Anne Lenaerts


Associate Professor, Colorado State University, USA

Anne Lenaerts started her career as a molecular biologist hoping to find a cure for cancer. But directly after completing her doctoral degree at State University of Gent in Belgium in 1996 she was offered a post-doctoral fellowship at the University of Pretoria in South Africa and seized the opportunity.

Professor J. Verschoor, who was to supervise her work, wanted her to go in an entirely new direction -- to look at how certain biological compounds influence the immune response to tuberculosis (TB) infection.

"My work as a laboratory scientist took on a completely different meaning," she says. "Living in South Africa, my eyes were opened. Many people were living under terrible conditions, and those conditions became all the more devastating if they were affected by TB/HIV, which was rampant. I recognized that better drugs for treating TB would have a huge impact on people's lives and help get the people out of poverty."

She left South Africa when new opportunities and the promise of more funding for her research arose in the United States.

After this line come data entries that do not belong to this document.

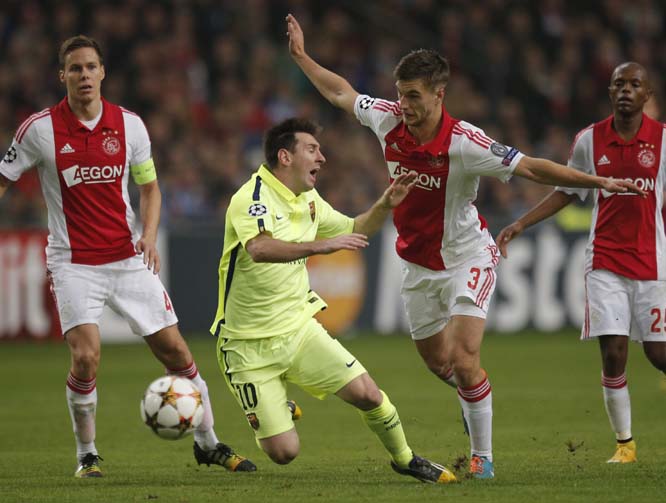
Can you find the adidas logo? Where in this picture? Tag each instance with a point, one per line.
(603, 160)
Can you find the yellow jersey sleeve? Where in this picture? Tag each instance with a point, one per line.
(331, 222)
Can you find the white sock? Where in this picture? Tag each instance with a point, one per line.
(450, 379)
(82, 404)
(618, 405)
(204, 434)
(477, 405)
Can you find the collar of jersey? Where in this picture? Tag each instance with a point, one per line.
(434, 146)
(73, 122)
(643, 134)
(269, 179)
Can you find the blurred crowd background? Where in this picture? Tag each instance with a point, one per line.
(209, 76)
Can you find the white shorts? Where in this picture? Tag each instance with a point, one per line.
(432, 297)
(621, 306)
(126, 286)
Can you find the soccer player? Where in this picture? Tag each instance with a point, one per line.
(267, 335)
(625, 263)
(448, 256)
(85, 149)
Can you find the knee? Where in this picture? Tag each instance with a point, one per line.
(438, 364)
(369, 398)
(85, 361)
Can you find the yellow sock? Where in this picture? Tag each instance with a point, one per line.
(385, 422)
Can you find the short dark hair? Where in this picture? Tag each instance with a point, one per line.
(283, 135)
(78, 42)
(425, 64)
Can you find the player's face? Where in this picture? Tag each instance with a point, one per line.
(629, 89)
(304, 162)
(82, 75)
(417, 102)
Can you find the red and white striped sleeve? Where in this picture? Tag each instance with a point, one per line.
(580, 158)
(481, 155)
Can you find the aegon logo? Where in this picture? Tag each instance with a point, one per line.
(423, 180)
(646, 184)
(91, 174)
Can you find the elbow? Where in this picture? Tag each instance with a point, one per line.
(257, 256)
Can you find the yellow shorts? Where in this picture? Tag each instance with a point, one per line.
(258, 370)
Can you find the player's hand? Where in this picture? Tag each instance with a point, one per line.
(148, 248)
(353, 241)
(506, 235)
(399, 189)
(620, 186)
(296, 38)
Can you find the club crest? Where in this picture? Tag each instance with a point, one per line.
(646, 158)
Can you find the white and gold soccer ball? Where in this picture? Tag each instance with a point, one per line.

Her current project at Colorado State University puts her at the epicentre of the search for new TB drugs, in part through a programme supported by the National Institutes of Health (NIH) and the National Institute for Allergies and Infectious Diseases. As a scientist at the Mycobacterial Research Laboratories at CSU, she has developed a number of laboratory tests and systems to improve and accelerate the testing of TB drugs. These technologies are used by laboratories around the globe.

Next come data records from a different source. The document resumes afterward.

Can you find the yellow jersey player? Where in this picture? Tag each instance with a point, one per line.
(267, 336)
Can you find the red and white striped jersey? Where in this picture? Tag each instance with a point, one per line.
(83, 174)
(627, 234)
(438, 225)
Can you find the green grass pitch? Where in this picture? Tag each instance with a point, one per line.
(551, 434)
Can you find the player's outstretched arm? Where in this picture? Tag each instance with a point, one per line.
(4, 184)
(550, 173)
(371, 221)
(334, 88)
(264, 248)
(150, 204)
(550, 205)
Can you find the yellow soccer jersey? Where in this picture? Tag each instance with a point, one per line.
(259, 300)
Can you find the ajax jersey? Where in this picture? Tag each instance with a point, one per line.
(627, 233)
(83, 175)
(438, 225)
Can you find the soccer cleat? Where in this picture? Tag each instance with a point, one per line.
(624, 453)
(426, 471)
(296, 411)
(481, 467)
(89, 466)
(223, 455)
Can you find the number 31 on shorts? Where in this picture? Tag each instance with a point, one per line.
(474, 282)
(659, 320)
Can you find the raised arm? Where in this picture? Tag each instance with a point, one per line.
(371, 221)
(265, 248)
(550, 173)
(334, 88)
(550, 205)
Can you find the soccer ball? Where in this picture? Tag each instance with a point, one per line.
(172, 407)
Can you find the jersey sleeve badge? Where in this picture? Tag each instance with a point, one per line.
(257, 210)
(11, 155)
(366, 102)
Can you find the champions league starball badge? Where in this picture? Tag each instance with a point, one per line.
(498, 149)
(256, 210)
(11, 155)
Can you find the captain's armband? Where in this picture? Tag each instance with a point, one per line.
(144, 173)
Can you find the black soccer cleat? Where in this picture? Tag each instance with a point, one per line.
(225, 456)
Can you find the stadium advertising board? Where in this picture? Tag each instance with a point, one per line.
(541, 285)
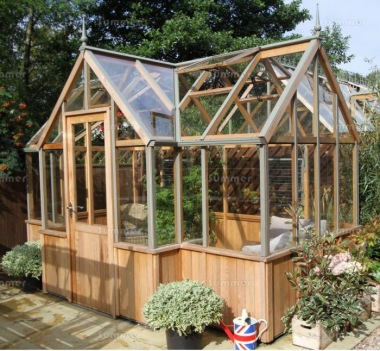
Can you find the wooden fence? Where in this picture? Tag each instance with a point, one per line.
(13, 212)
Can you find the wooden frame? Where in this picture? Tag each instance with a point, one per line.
(236, 139)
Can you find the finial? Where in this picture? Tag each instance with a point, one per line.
(83, 38)
(317, 27)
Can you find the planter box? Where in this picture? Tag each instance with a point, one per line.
(365, 302)
(310, 336)
(375, 300)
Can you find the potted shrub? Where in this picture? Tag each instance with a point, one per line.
(375, 291)
(183, 309)
(25, 261)
(330, 282)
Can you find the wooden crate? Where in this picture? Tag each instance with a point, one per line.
(365, 302)
(310, 336)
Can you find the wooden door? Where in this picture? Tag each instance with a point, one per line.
(90, 221)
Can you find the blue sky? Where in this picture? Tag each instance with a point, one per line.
(359, 19)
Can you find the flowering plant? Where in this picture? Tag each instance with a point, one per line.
(23, 260)
(330, 280)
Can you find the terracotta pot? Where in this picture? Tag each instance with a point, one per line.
(31, 284)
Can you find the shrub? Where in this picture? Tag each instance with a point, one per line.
(330, 281)
(23, 260)
(185, 307)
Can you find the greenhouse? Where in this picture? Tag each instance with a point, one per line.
(149, 172)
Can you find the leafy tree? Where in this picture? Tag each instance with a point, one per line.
(190, 29)
(15, 130)
(369, 160)
(336, 45)
(40, 41)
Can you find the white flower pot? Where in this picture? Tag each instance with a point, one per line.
(310, 336)
(375, 299)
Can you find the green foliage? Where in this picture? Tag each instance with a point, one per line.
(185, 307)
(23, 260)
(336, 45)
(15, 130)
(189, 29)
(369, 156)
(192, 208)
(329, 282)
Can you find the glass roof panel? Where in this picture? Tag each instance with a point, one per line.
(147, 89)
(75, 101)
(99, 95)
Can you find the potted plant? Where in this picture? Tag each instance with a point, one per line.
(375, 291)
(183, 309)
(330, 282)
(25, 261)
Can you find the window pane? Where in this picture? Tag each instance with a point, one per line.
(34, 190)
(133, 226)
(55, 205)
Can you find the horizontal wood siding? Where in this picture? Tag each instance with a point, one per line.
(259, 287)
(170, 267)
(56, 265)
(92, 272)
(33, 231)
(137, 282)
(284, 295)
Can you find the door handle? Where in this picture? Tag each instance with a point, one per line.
(71, 210)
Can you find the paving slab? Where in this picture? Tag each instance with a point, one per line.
(42, 321)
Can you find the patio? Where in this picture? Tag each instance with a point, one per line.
(44, 321)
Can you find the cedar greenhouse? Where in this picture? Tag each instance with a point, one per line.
(149, 172)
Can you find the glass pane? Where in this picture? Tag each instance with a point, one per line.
(192, 195)
(75, 99)
(34, 190)
(98, 94)
(345, 185)
(98, 163)
(165, 221)
(56, 209)
(55, 135)
(133, 226)
(243, 176)
(217, 181)
(146, 89)
(125, 131)
(280, 180)
(327, 187)
(80, 172)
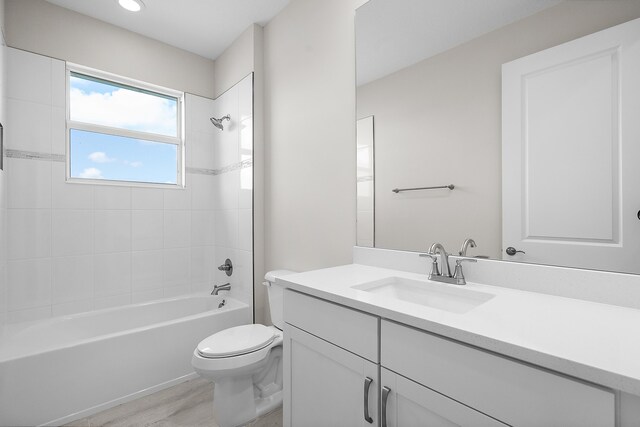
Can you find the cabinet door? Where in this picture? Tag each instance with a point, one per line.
(569, 113)
(409, 404)
(324, 385)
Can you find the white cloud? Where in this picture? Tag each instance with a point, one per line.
(124, 109)
(100, 157)
(91, 173)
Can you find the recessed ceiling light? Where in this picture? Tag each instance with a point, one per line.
(131, 5)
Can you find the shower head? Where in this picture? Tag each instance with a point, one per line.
(218, 122)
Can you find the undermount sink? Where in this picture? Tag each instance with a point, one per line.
(430, 294)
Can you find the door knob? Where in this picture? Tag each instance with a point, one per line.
(511, 251)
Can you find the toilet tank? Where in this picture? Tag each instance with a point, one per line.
(276, 296)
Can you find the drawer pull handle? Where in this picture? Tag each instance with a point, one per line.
(383, 414)
(367, 385)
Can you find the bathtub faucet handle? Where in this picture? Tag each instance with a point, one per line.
(227, 267)
(218, 288)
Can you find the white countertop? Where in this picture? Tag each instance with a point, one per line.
(595, 342)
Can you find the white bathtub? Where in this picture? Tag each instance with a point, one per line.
(66, 368)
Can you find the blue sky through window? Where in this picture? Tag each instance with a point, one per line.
(97, 154)
(109, 157)
(109, 104)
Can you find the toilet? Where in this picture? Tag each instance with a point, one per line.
(245, 364)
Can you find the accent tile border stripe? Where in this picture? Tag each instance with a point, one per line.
(240, 165)
(33, 155)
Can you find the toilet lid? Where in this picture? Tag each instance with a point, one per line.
(237, 340)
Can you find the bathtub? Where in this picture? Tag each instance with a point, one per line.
(61, 369)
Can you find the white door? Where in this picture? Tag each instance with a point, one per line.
(571, 153)
(408, 404)
(325, 385)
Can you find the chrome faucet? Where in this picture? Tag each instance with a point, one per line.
(437, 248)
(468, 243)
(458, 275)
(435, 275)
(218, 288)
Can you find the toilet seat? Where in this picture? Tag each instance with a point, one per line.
(236, 341)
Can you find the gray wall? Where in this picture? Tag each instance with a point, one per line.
(439, 122)
(310, 135)
(41, 27)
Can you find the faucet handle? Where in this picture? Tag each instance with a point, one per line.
(458, 274)
(435, 271)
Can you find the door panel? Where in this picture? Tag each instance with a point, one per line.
(570, 141)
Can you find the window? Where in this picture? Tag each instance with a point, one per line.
(122, 131)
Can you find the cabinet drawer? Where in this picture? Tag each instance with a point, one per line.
(512, 392)
(350, 329)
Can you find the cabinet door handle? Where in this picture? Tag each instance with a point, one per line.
(367, 385)
(383, 414)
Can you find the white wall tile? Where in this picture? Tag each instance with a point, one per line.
(67, 195)
(29, 315)
(111, 197)
(244, 269)
(28, 126)
(58, 130)
(226, 228)
(177, 229)
(245, 229)
(202, 228)
(72, 278)
(29, 233)
(199, 146)
(180, 198)
(226, 190)
(147, 230)
(147, 270)
(112, 274)
(176, 267)
(203, 265)
(147, 198)
(28, 76)
(202, 191)
(71, 307)
(112, 301)
(29, 183)
(58, 83)
(72, 232)
(245, 196)
(29, 284)
(112, 231)
(175, 291)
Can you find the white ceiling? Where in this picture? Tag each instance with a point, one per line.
(204, 27)
(394, 34)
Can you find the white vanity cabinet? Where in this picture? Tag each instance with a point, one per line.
(416, 378)
(507, 390)
(406, 403)
(331, 371)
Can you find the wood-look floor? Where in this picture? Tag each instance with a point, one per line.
(187, 404)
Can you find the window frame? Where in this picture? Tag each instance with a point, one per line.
(178, 140)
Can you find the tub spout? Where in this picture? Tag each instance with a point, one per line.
(218, 288)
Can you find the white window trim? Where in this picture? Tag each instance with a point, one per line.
(179, 141)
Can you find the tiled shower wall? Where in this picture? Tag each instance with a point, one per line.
(79, 247)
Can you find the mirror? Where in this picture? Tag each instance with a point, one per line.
(430, 98)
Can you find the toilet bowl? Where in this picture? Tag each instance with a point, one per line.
(245, 364)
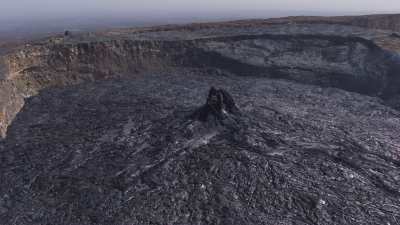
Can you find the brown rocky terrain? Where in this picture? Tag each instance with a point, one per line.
(109, 128)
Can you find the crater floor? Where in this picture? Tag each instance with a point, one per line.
(130, 152)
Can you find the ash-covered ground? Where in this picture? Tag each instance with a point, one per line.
(162, 149)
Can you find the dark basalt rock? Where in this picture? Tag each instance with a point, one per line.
(220, 108)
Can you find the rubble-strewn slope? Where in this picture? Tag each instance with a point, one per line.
(350, 58)
(121, 128)
(135, 152)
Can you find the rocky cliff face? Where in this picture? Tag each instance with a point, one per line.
(351, 63)
(123, 127)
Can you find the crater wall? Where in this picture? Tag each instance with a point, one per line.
(350, 63)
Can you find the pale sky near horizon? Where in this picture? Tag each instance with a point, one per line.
(14, 9)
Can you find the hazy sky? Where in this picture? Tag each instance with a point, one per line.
(10, 9)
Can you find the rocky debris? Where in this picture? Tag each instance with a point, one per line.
(219, 108)
(129, 152)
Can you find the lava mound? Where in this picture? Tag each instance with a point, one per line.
(157, 150)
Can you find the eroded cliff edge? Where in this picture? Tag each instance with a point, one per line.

"People from all over the world send us compounds they think might have activity against TB. So far the NIH programme has received and tested more than 85 000 compounds," she says. "When we find a compound that is promising, we give our data to suppliers--most of them pharmaceutical companies or university teams--so we can look together at how to improve those compounds." Two compounds the programme helped develop are now in clinical trials.

Lenaerts' work requires many hours at the bench, but she is still drawn back to South Africa. She travels to consult on research projects, including those led by South African teams of scientists.